RabbitMQ's TTL + DLX combination provides time-delayed reprocessing automatically. No GenServer timers, no external schedulers, no manual tracking. The message broker handles everything.

Failure Isolation

Dead queue separates permanent failures from transient ones. Your monitoring system can alert on dead queue growth, while retry queue fluctuations are normal and expected.

No Message Loss

Every message exists in exactly one queue at all times. Worker, retry, or dead. Nothing falls through the cracks. Durable queues survive broker restarts.
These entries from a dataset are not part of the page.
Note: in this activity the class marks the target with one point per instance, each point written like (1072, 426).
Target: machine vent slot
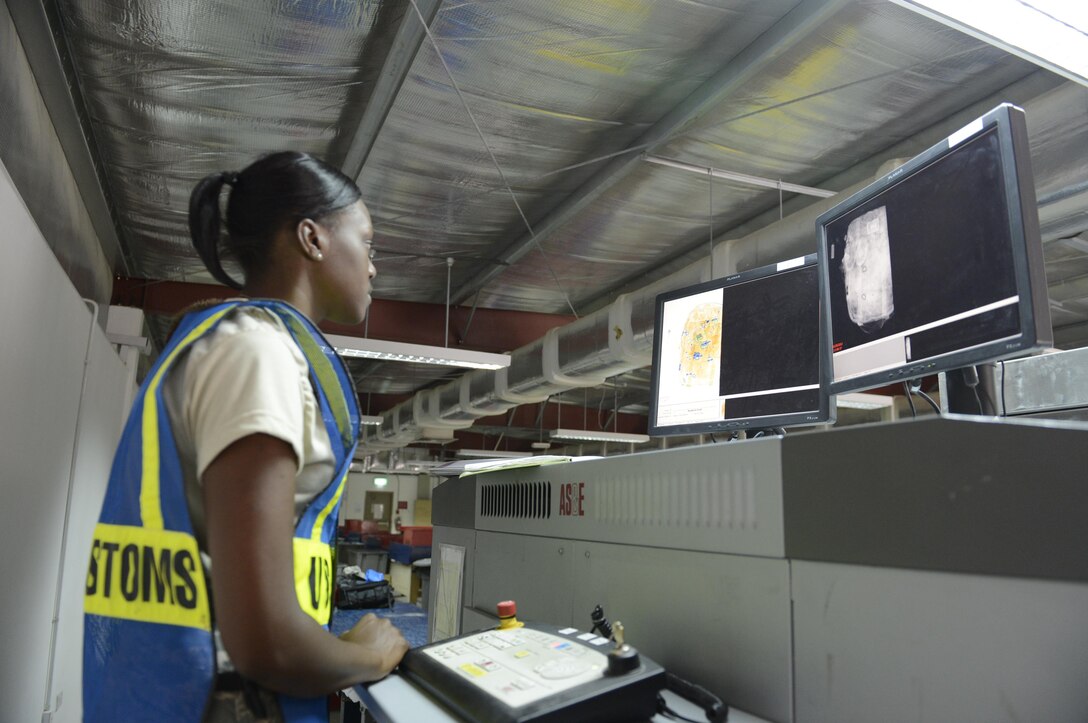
(517, 500)
(683, 499)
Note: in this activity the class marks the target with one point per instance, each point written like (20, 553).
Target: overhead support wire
(398, 61)
(768, 47)
(498, 167)
(741, 177)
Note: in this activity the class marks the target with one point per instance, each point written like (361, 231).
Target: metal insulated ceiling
(520, 150)
(176, 90)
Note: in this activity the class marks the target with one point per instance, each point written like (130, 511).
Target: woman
(201, 603)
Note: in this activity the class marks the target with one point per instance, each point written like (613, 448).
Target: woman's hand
(382, 639)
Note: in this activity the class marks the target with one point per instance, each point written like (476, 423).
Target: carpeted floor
(410, 620)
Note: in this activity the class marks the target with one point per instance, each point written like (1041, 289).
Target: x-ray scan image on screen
(739, 352)
(937, 264)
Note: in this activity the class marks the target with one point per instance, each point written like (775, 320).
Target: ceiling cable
(494, 160)
(449, 271)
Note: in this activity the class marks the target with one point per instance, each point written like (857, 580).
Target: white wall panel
(45, 329)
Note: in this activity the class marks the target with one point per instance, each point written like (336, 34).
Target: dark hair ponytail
(205, 224)
(274, 191)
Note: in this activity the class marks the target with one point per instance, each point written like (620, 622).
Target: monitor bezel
(1028, 271)
(824, 415)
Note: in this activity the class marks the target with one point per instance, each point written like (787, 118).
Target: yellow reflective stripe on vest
(328, 378)
(320, 522)
(150, 505)
(313, 578)
(153, 576)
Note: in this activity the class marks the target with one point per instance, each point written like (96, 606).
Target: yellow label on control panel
(473, 670)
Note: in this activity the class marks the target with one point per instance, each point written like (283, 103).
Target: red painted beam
(491, 329)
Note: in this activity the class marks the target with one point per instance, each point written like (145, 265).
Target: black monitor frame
(1008, 123)
(824, 412)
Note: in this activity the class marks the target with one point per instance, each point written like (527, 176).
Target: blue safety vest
(148, 649)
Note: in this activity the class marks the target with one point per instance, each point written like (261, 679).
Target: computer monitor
(938, 264)
(740, 352)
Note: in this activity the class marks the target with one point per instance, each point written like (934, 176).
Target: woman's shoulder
(249, 329)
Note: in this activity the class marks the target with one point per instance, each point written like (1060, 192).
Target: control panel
(531, 672)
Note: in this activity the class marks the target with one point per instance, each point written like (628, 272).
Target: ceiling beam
(492, 329)
(39, 29)
(789, 29)
(398, 60)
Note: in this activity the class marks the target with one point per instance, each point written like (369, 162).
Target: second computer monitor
(740, 352)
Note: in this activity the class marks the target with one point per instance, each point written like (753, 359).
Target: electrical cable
(910, 399)
(971, 378)
(932, 403)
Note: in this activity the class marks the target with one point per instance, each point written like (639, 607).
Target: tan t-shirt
(246, 377)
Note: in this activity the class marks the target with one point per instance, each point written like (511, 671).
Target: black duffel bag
(355, 594)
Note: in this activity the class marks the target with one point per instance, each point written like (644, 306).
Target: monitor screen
(739, 352)
(938, 264)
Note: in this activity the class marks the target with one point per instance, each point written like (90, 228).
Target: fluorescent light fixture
(864, 401)
(1050, 33)
(584, 435)
(351, 346)
(491, 453)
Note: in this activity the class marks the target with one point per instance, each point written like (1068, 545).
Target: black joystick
(622, 658)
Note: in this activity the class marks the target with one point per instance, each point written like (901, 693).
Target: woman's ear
(311, 238)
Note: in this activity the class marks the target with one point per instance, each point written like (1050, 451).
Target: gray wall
(61, 391)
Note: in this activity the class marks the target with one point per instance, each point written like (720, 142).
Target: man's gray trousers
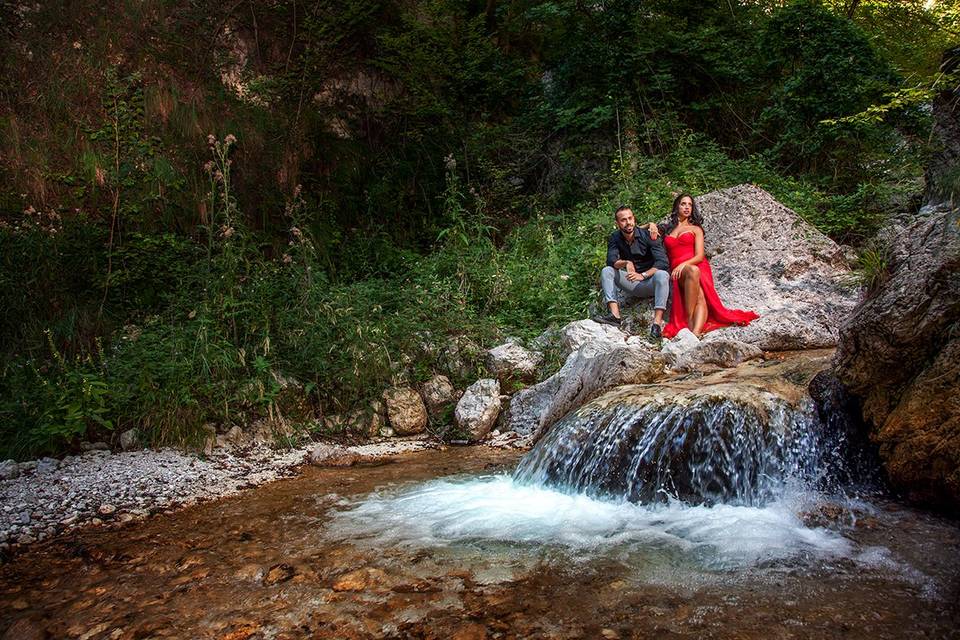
(656, 286)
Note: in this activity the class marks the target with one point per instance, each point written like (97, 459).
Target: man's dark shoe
(607, 318)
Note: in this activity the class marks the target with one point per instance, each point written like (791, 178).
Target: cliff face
(900, 352)
(943, 173)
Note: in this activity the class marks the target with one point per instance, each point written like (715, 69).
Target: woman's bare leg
(690, 280)
(699, 316)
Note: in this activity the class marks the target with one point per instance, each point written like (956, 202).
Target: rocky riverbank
(44, 498)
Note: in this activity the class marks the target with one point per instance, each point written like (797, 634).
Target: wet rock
(130, 440)
(477, 410)
(250, 572)
(577, 334)
(9, 469)
(278, 573)
(331, 455)
(592, 369)
(681, 343)
(899, 353)
(438, 394)
(470, 631)
(707, 439)
(24, 629)
(360, 580)
(405, 410)
(511, 360)
(722, 351)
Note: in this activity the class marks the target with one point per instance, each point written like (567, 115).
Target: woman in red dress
(695, 303)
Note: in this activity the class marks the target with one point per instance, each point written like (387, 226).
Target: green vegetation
(198, 204)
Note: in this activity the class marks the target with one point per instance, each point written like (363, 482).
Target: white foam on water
(447, 512)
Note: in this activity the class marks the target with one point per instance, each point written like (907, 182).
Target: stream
(450, 545)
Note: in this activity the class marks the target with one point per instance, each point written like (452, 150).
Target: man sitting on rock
(637, 266)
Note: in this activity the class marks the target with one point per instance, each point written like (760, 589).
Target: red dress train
(683, 248)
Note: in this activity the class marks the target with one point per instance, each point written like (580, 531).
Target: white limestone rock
(511, 360)
(478, 409)
(405, 410)
(438, 394)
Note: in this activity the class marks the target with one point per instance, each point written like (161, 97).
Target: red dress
(683, 248)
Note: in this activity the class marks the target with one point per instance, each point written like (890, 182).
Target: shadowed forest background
(200, 203)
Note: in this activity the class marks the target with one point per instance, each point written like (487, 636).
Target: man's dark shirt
(644, 252)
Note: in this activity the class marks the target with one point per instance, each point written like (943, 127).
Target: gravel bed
(40, 499)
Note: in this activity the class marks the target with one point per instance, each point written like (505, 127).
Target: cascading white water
(717, 479)
(702, 450)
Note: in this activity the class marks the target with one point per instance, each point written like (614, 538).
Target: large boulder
(767, 259)
(899, 352)
(478, 408)
(405, 410)
(590, 370)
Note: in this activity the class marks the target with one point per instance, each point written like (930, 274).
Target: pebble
(98, 485)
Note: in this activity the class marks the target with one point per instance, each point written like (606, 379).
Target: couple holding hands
(641, 265)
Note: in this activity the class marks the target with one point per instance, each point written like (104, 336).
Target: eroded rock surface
(900, 352)
(511, 360)
(593, 368)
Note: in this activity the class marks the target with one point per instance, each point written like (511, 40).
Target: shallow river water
(443, 544)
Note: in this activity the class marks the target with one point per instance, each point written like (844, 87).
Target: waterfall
(718, 448)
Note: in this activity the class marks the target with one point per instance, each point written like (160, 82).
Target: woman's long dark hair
(695, 216)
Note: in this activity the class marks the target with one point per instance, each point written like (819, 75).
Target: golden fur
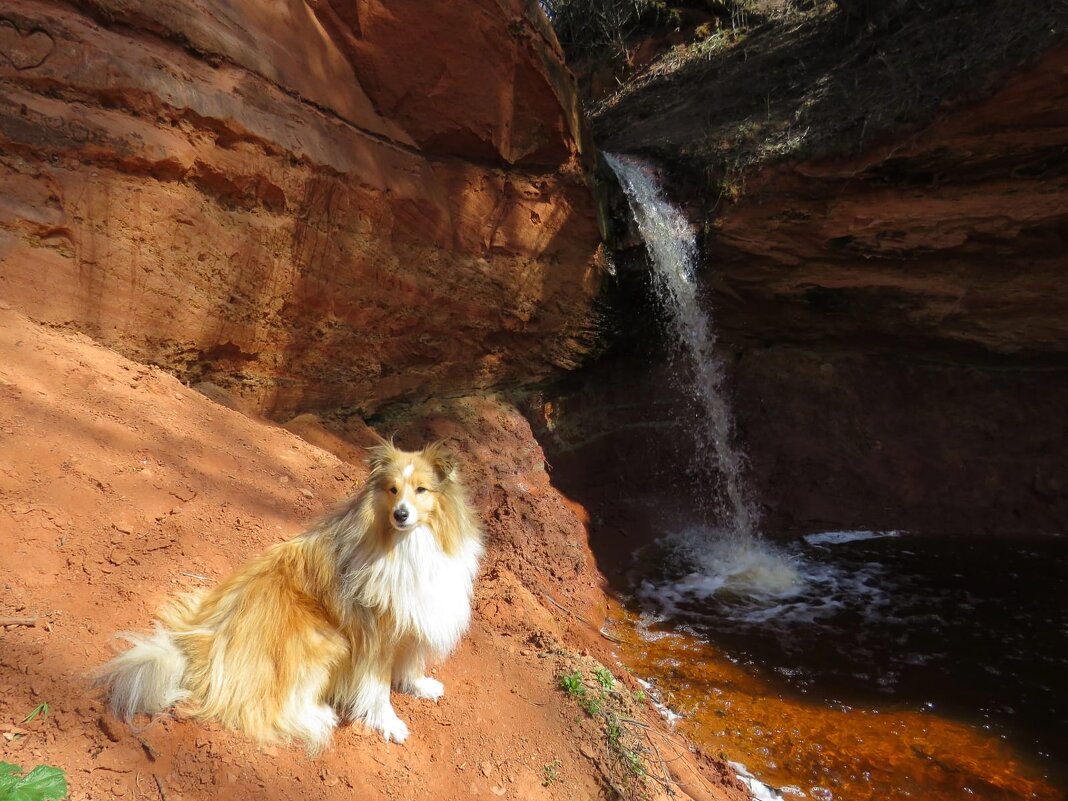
(323, 624)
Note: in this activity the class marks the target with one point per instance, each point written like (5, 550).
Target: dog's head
(409, 483)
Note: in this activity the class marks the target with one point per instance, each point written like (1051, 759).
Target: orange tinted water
(820, 751)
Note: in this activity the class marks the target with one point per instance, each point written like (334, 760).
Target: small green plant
(605, 678)
(592, 704)
(550, 772)
(44, 783)
(608, 707)
(571, 684)
(40, 709)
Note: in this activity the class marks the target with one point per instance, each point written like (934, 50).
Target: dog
(320, 627)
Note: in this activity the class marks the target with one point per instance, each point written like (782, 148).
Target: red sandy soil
(120, 486)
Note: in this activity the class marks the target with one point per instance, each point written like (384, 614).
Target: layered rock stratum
(315, 204)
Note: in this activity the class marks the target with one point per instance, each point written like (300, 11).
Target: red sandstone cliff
(316, 204)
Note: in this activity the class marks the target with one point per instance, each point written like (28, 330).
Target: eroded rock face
(895, 331)
(951, 240)
(313, 204)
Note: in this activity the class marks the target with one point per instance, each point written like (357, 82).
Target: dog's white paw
(393, 728)
(427, 688)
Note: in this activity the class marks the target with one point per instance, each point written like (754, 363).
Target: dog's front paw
(427, 688)
(393, 728)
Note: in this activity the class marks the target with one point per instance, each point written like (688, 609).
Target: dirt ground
(120, 486)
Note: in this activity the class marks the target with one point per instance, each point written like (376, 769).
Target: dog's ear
(442, 459)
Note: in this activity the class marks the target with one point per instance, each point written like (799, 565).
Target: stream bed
(897, 666)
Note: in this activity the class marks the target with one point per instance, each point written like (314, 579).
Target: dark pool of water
(974, 629)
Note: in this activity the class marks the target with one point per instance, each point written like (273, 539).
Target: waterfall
(732, 555)
(673, 250)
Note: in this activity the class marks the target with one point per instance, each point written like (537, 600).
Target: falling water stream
(846, 665)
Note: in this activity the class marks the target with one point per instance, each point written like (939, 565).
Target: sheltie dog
(322, 626)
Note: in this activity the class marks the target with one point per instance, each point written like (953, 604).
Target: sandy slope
(120, 486)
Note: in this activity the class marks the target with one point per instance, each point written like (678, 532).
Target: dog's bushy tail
(147, 676)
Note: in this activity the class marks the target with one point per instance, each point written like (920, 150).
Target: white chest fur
(426, 592)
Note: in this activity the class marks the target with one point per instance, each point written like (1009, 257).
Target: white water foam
(716, 577)
(841, 537)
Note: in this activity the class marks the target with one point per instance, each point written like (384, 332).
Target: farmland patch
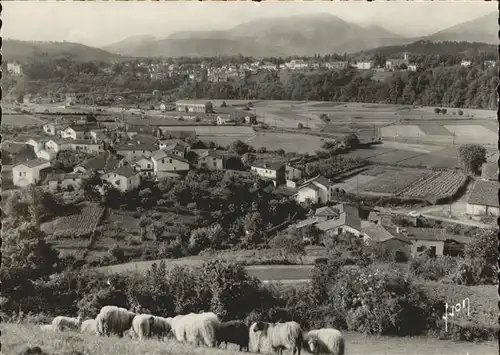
(402, 131)
(393, 157)
(436, 186)
(289, 142)
(80, 223)
(435, 130)
(472, 131)
(394, 181)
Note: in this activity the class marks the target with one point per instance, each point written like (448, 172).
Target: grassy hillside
(14, 50)
(17, 337)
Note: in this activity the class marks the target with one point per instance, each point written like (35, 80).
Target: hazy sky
(100, 23)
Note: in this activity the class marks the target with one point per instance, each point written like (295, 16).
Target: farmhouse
(345, 222)
(135, 151)
(64, 181)
(317, 190)
(210, 159)
(85, 146)
(483, 199)
(387, 240)
(124, 178)
(489, 171)
(225, 121)
(29, 172)
(99, 164)
(434, 239)
(55, 145)
(166, 164)
(51, 129)
(194, 106)
(144, 165)
(273, 171)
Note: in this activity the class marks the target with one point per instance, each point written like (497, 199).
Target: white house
(364, 65)
(29, 172)
(317, 190)
(124, 178)
(144, 166)
(74, 132)
(64, 181)
(483, 199)
(166, 164)
(273, 171)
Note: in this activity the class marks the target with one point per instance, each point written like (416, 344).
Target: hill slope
(15, 50)
(483, 29)
(284, 36)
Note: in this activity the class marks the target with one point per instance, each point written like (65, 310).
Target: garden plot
(402, 131)
(437, 185)
(435, 130)
(393, 182)
(473, 132)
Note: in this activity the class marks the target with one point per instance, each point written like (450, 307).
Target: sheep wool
(114, 320)
(281, 336)
(325, 341)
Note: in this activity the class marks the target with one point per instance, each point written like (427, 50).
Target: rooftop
(33, 162)
(484, 193)
(490, 171)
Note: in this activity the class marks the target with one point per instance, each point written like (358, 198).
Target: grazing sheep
(89, 326)
(325, 341)
(281, 336)
(235, 332)
(142, 324)
(160, 327)
(196, 328)
(61, 323)
(114, 320)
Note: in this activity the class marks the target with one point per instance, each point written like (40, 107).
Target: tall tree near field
(472, 157)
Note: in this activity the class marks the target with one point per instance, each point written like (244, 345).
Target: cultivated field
(21, 120)
(16, 337)
(81, 222)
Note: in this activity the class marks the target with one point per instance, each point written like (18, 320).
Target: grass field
(16, 337)
(289, 142)
(21, 120)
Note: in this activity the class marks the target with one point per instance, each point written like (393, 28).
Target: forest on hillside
(444, 86)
Independent Queue Monitoring

Each queue provides distinct metrics. Worker queue depth indicates processing capacity. Retry queue shows transient failure rate. Dead queue reveals systemic problems requiring attention.

Stateless Pipeline Logic

Broadway callbacks remain stateless. No retry state tracking, no timer management, no complex error handling logic. The infrastructure handles retry mechanics.

Broadway's Role

Broadway focuses on what it does best:

Message acknowledgment - Handles successful and failed message acknowledgment
Failure isolation - Processes messages through stateless callbacks
Immediate acknowledgment - Prevents RabbitMQ redelivery by acknowledging failures immediately

Broadway does NOT handle:

Retry logic - Delegated to producer/pipeline routing decisions
TTL management - Handled by RabbitMQ queue configuration
DLQ routing - Implemented at infrastructure level

This separation of concerns keeps the architecture clean and maintainable.

Production Considerations

Monitoring and Alerting

Monitor queue depths independently:

Worker queue - Alert on sustained high depth (processing bottleneck)
Retry queue - Track for transient failure patterns
Dead queue - Alert immediately on growth (systemic issues)

Message Expiration Tuning

Adjust exponential backoff parameters based on your failure characteristics. Network issues might need shorter delays, while rate-limited APIs benefit from longer waits.

Dead Queue Processing

Implement tooling to inspect and reprocess dead queue messages. Consider administrative endpoints for manual retry or batch reprocessing after fixing underlying issues.

Retry Count Persistence

Store retry count in message payload, not headers. This ensures retry tracking survives message transformations and provides debugging visibility.

Key Takeaways

Infrastructure-level retries using RabbitMQ TTL and Dead Letter Exchange
Three-queue architecture separating worker, retry, and dead messages
Exponential backoff implemented through increasing TTL values
Stateless Broadway pipelines with routing decisions in handle_failed/2
No message loss with durable queues and explicit acknowledgment
Independent monitoring for worker, retry, and dead queue health
Clean separation between Broadway processing and retry infrastructure

The Dead Letter Queue pattern with Broadway and RabbitMQ provides production-grade message processing resilience. By leveraging infrastructure capabilities, you build robust systems without complex application logic.